On the other hand, according to a leak posted on a blog, Gemini might be way different from Google’s previous offerings. The leak suggests that Gemini is poised to replace PaLM 2 in Makersuite, confirming multimodal capabilities.
The leak also reveals a feature called “Stubbs” — a tool that allows users to create functional app prototypes with just a single prompt. It also offers the option to include an image of the app you want to create or clone. Users can then deploy and share these prototypes seamlessly. A Stubbs Gallery is included, providing an easy way to view and remix other Stubbs, as well as publish your own creations.
Makersuite is set to get an autosave feature, addressing a common issue of losing work when prompts aren’t saved due to power outages or other disruptions.

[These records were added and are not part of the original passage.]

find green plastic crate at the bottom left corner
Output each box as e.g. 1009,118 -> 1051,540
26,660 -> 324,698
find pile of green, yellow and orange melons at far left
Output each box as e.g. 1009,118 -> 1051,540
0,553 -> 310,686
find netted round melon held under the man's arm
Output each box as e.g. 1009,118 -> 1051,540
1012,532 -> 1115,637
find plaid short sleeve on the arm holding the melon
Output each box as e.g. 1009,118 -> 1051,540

Makersuite is a standout feature which offers a user-friendly interface for multimodal prompt creation. It means that it can accept both images and, potentially, audio inputs. It can then generate multimodal content, including HTML.

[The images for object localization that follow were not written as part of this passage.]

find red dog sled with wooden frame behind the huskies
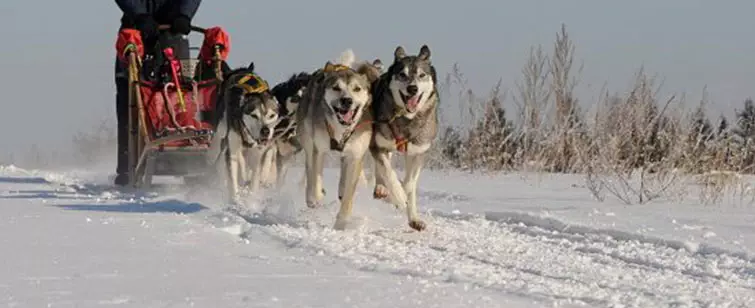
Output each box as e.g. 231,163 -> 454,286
116,26 -> 230,188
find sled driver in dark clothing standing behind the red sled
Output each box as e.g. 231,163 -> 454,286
115,0 -> 202,186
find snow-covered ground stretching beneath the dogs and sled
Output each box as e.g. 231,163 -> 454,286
0,162 -> 755,307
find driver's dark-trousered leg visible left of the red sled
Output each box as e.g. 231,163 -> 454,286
115,59 -> 129,186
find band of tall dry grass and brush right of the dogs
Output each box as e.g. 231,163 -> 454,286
436,23 -> 755,204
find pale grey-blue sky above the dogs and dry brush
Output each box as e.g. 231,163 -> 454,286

Additionally, Makersuite will see improved translation support, removing previous restrictions on the ratio of English to non-English text in prompts.
However, it’s important to note some limitations. While Text and Data prompts will support multimodality, Chat prompts will not. Importantly, Stubbs will not create full app code but rather deploy prototypes, similar to Figma prototypes fully generated by AI. Furthermore, image input in the Makersuite UI will not support GIFs.
Neck and Neck with OpenAI
The expectation is that Google will make a significant impact with the launch of Gemini. While OpenAI curated an impressive dataset, Google’s vast digital platform, including visual data from YouTube, gives them a unique advantage. It’s likely that Google is waiting to launch Gemini when it can deliver a major blow to competitors like Microsoft, aiming for a knockout punch in the market.
But would it be too little too late?
OpenAI has also set high standards for safety and performance, which Google is keen to meet. They want Gemini to outperform GPT-4 and provide compelling reasons for users to switch. Google is likely considering marketing strategies to position Gemini as a unique and valuable product, possibly targeting the business-to-business (B2B) market or integrating it with existing services.
Additionally, Google is cautious about pricing Gemini competitively, especially considering Microsoft’s offer of GPT-4 with Bing for free. However, the delay in adopting new AI technologies may contribute to a lag in their intended audience’s discovery and utilisation.
But Shipment Delayed
While Google wants to bring a perfect product to the market, the delay, however, seems to have increased the pressure on them, as timely delivery is crucial to avoid disappointment among users. Additionally, it seems like the wait is going to get prolonged.
Pichai during the earnings call remarked, “We are definitely investing, and the early results are very promising,” while discussing the progress of their projects. This description of “early results” for a model that has been in development for most of the year raises curiosity about the current status and performance of the Gemini project.
The decision to project Gemini as a work in progress could also stem from the fact that OpenAI announced additional updates, truly making GPT-4 multimodal. Multimodality, a feature which Google promised through its freely accessible Bard, but has not been delivered in many parts of the world seems to be their main focus this time around.
“We are creating it from the ground up to be multimodal, highly efficient tool and API integrations and, more importantly, laying the platform to enable future innovations as well,” Pichai added.
Conclusively, the leaked features offer a promising outlook for content creators and developers, which might be subject to change given the indication that Gemini’s release date might be pushed further ahead. However, given the pace of innovation at OpenAI with its GPT-4 and a possible chatter around the model’s next rendition being around the corner, is Google’s strive for perfection or standing toe-to-toe with OpenAI proving to be to its detriment?